Through divine intervention a moving truck had pulled up across the street, and after noticing every car that approached us ended up leaving, asked if they could help. We waited for an hour for them to finish their actual job before helping us on this side quest. Once we loaded up the truck, we realized there was only one available seat in the car, but we needed all four of us at the storage unit… After some French negotiations, the man opened the back of the truck to show us a little bench by our boxes. Three of us sat on this bench, holding on to our boxes. The trunk was lit up only by the sun through the plastic roof, really allowing us to embody the feeling of being a piece of moving furniture. It was quite a role, dare I say our best. For being in the back of a moving truck, it was quite a smooth ride. Once we arrived we paid our saviours, moved our boxes, and said our goodbyes to the kind friends who assisted us in moving.
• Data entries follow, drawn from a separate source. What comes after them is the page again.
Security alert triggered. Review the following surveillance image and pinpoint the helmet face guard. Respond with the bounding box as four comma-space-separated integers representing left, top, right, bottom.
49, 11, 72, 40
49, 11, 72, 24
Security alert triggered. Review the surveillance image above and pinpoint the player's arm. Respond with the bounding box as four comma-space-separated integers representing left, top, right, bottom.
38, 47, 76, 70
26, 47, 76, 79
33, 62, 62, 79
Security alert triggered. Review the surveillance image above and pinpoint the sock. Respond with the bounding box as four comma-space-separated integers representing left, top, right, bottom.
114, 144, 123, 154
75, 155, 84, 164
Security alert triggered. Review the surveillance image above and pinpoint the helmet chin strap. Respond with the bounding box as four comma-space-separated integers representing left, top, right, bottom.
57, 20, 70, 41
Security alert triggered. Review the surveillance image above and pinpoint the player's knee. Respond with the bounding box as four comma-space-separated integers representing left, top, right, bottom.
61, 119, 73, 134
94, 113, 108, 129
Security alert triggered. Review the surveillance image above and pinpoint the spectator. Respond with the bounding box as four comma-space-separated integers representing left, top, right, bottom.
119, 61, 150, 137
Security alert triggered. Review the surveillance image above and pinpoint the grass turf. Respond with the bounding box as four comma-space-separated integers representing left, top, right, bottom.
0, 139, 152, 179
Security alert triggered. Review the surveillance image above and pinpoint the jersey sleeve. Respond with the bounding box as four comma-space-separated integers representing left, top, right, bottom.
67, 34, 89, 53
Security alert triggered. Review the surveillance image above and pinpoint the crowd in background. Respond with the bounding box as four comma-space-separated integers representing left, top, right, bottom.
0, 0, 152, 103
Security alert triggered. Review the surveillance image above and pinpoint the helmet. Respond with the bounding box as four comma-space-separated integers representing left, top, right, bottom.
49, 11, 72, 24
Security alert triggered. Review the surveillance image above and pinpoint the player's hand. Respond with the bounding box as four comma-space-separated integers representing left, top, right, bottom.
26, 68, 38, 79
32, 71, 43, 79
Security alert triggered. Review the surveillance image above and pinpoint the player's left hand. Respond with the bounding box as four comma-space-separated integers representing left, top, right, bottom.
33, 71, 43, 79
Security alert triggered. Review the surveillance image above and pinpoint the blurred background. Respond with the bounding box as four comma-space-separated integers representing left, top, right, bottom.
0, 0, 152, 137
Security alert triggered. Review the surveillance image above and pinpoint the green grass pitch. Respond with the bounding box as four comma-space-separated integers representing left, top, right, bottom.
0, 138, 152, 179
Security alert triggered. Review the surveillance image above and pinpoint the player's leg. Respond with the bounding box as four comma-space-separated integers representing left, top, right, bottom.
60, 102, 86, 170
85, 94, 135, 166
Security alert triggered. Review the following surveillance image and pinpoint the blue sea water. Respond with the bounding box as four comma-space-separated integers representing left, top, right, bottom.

Graciela and I wandered over to Pierre Hermé for a macaron treat. I had my first ever macaron, and was very jealous I did not get a box of six like Graciela, who is a macaron connoisseur. We made our way back to the apartment, did a last round of cleanups, and discovered a bottle of champagne which became a gift to Graciela, as I was heading out for the airport.
She made her way over to the Eiffel Tower, watched the sunset and drank some champagne. It was a good conclusion to our weekend, and a good start to Paris Fashion Week, to which we told everyone we arrived in the back of a moving truck.